Девять лет назад мужу Лизы, юрист-консулу, предложили интересную работу в Украине. И вот - Киев. Огромная пятикомнатная квартира в центре города. Две недели Лиза маялась, не знала, что делать. Потом стала обзванивать и объезжать все больницы подряд. Предлагала открыть бесплатное отделение хосписа, хотела устроиться там волонтером. Везде - отказ. Оставалась ровно одна больница, и Лиза загадала: если и там облом, она уезжает с детьми в Америку. Это был онкологический центр. Главврач Олийниченко выслушал ее и сказал, что поможет. Короче, ровно через три недели создали выездную службу и открыли первое отделение оперативной хосписной службы на базе онкологического центра.

Пять лет назад в Киеве начали строить новое здание для хосписа.
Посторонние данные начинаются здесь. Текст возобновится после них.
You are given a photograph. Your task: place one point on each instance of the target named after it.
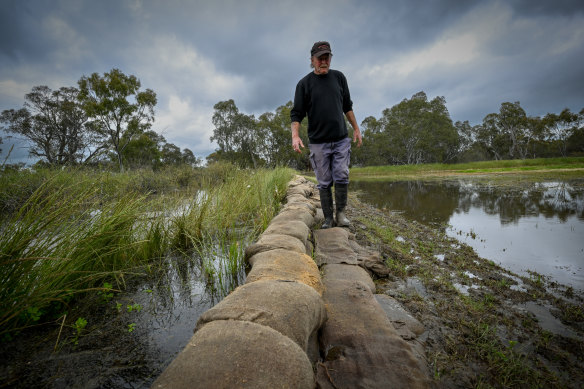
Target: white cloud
(70, 46)
(186, 125)
(188, 85)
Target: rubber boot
(326, 202)
(341, 201)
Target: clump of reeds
(65, 240)
(78, 229)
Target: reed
(79, 229)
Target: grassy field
(64, 233)
(556, 166)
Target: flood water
(537, 226)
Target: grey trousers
(330, 162)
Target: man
(323, 95)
Тогда же открыли первую детскую хосписную палату, куда стали принимать умирающих детей.

Полтора года назад случилось несчастье с Лизиной мамой, и Лиза переехала в Москву. Мама попала (и сегодня там) в реанимацию института Бурденко. Через месяц после ухода за мамой Лиза в реанимации поняла: надо создавать хоспис для неонкологических коматозных больных, которым абсолютно некуда деваться, а их выписывают в никуда, что означает - неминуемая смерть. Лиза стала пробивать идею такого хосписа.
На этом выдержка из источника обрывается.